Giancarlo Nieddu, 68 anni, professore di matematica, ieri ha atteso la lettura della sentenza seduto, da solo, in fondo all’aula del tribunale di Sassari. Aveva spiegato che quel gesto insensato era invece da riferire a un contesto «goliardico», ha ricordato ieri il difensore Giuseppe Lepori, «non si era trattato, di certo, una minaccia». Ma tale è stata la lettura del giudice, Elena Barmina, che ha inflitto una pena più mite di quanto sollecitato dalla pubblica accusa. Il pm Maria Angela Sistu aveva chiesto sei mesi per i reati di minaccia e porto abusivo di arma, per quest’ultima ritenendo giusti 15 giorni di arresto. Ma il giudice si è fermato a 4 mesi; spiegherà le ragioni della condanna nelle motivazioni della sentenza, da depositare entro 90 giorni.

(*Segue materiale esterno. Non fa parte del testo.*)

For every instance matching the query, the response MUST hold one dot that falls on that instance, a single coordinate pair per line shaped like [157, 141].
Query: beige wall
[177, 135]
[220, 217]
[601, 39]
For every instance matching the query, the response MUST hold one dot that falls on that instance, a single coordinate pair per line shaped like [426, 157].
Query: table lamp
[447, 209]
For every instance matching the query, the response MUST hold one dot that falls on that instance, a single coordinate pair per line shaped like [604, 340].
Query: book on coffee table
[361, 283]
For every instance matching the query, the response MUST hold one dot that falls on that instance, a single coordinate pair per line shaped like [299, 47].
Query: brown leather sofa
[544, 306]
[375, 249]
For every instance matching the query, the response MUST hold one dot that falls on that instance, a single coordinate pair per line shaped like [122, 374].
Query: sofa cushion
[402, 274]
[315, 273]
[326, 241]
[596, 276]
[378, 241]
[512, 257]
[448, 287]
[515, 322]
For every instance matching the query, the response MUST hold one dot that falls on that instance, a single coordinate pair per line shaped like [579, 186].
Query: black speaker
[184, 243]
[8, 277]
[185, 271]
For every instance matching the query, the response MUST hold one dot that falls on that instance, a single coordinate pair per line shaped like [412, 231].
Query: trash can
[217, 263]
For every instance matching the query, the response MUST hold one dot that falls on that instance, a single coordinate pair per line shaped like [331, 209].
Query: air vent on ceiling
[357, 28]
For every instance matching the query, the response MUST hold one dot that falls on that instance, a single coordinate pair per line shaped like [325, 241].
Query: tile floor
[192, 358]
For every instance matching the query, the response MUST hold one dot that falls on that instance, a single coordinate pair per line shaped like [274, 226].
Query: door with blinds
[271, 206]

Dal giorno della minaccia, la vita di Nieddu non è più la stessa: dopo quell’episodio era andato via dalla scuola mettendosi in congedo. Insegnava a far di conto da quasi trent’anni, quando nel marzo 2009 aveva rivolto una domanda a un alunno che era seduto al primo banco. Questi non aveva risposto, poi erano intervenuti altri, e allora lui sembrava voler fornire la soluzione al quesito. Ma l’insegnante lo aveva ammonito: ormai era il turno di un altro. E gli aveva detto: «Stai zitto se no ti squarcio». Facendo scattare la reazione del ragazzino, che aveva ribattuto con una domanda retorica: «Perché, ce l’hai il coltello?». E come in un gesto di stizza, lui aveva mostrato la lama che portava con sé anche per usarla in laboratorio, a scuola. L’aveva mostrata al ragazzino che riteneva dovesse stare zitto. Alla vista del coltello, il giovane si era spaventato, poi aveva raccontato tutto alla mamma e alla dirigente dell’istituto. Così, il genitore aveva sporto denuncia. In aula il ragazzino ha ribadito il contenuto della querela. Ma quando sul banco dei testimoni si sono alternati i suoi compagni, il tenore dell’episodio era stato descritto con parole dalle sfumature diverse. «Dopo abbiamo riso tutti assieme, sembrava uno scherzo», avevano riferito i compagni. Ma il coltello era stato mostrato per davvero. E il pubblico ministero lo ha ritenuto sufficiente per ritenere che si sia trattato di una minaccia.

Per la difesa, invece, la scena era tutt’altro che drammatica. «Se venti ragazzi dicono di non essersi spaventati, di non essersi sentiti minacciati, vuol dire che non fu commesso alcun reato», è stato il ragionamento di Lepori, che chiedeva l’assoluzione perché il fatto non sussiste. Ma il tribunale è stato di diverso avviso.